Idempotent Data Loading (SQL Upsert)
This recipe demonstrates how to prevent duplicate records when running (or re-running) an ETL job by using the "Upsert" (Update or Insert) pattern.
The Problem
Standard ETLs use INSERT. If a job fails halfway and you restart it, you will likely get duplicate records in your database, leading to data corruption and incorrect analytics.
The Solution: Smart Upserts
With Data-Genie's setUpsert() feature, the writer checks if a record already exists based on a "conflict key" (like an ID or Email).
- If the record does not exist: It is inserted.
- If the record exists: It is updated with the latest values.
The Code
typescript
import { CSVReader, SQLWriter, Job } from '@pujansrt/data-genie';
// 1. Setup your DB client (e.g., pg, mysql2, etc.)
const db = {
query: async (sql, params) => { /* your db driver logic */ }
};
const reader = new CSVReader('users.csv');
// 2. Configure the SQLWriter for Upserts
const writer = new SQLWriter(db, 'users')
.setDialect('postgres') // Supports 'postgres', 'mysql', 'sqlite', 'oracle'
.setUpsert('email') // Use 'email' as the unique conflict key
.setBatchSize(100); // Performance: Bulk upsert in batches of 100
(async () => {
// This job is now "Idempotent" - you can run it 100 times
// and you will never get duplicate emails.

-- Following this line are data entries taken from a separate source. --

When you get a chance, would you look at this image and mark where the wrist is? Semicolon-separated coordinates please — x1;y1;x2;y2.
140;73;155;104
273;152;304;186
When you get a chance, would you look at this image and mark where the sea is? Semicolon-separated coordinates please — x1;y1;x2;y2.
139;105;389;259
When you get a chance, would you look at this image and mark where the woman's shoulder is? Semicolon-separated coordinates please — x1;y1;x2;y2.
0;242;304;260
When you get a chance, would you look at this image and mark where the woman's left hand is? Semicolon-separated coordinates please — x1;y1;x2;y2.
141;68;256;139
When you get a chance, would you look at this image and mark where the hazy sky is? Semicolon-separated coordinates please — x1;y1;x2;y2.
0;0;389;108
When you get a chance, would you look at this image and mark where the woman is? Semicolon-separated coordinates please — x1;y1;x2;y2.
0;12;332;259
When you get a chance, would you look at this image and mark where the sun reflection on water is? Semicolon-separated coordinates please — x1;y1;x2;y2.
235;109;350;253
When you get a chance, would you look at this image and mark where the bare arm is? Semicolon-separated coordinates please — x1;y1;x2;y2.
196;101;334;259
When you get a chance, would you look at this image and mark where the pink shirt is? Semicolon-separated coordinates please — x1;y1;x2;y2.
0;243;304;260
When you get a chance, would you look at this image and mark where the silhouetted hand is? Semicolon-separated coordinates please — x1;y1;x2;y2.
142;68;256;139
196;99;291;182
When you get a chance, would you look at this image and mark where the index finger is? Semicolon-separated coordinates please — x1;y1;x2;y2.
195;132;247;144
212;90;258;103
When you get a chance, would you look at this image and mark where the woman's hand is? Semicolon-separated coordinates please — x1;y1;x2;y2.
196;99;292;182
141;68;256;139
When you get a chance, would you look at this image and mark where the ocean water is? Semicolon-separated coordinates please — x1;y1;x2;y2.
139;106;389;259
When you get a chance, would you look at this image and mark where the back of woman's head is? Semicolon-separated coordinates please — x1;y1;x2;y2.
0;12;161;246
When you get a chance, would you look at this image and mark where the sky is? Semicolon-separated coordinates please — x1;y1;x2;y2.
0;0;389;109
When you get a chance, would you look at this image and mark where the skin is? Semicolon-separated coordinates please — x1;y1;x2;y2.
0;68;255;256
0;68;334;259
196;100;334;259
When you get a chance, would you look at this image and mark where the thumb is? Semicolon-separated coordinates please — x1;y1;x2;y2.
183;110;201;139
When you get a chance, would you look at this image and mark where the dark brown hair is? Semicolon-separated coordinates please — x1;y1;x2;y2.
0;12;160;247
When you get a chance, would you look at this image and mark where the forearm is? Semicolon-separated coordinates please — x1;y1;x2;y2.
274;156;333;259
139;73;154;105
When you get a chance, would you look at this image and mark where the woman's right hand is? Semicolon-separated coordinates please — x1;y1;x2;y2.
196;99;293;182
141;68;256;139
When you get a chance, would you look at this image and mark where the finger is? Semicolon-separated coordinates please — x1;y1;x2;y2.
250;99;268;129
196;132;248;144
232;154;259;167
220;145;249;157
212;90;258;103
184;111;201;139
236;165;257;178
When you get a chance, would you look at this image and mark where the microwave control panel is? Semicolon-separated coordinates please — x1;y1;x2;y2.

await Job.run(reader, writer);
console.log('Sync complete!');
})();How it works under the hood
Data-Genie generates dialect-specific SQL to ensure performance:
- PostgreSQL / SQLite: Uses
INSERT ... ON CONFLICT ("email") DO UPDATE SET ... - MySQL: Uses
INSERT ... ON DUPLICATE KEY UPDATE ... - Oracle: Uses the native
MERGE INTO ...statement to handle atomic upserts.
Why use this?
- Restart-Safe: If your server crashes, just start the job again.
- Data Integrity: Ensures your unique constraints are respected without throwing errors.
- Performance: High-speed bulk upserts using native database features rather than slow "select-then-insert" logic.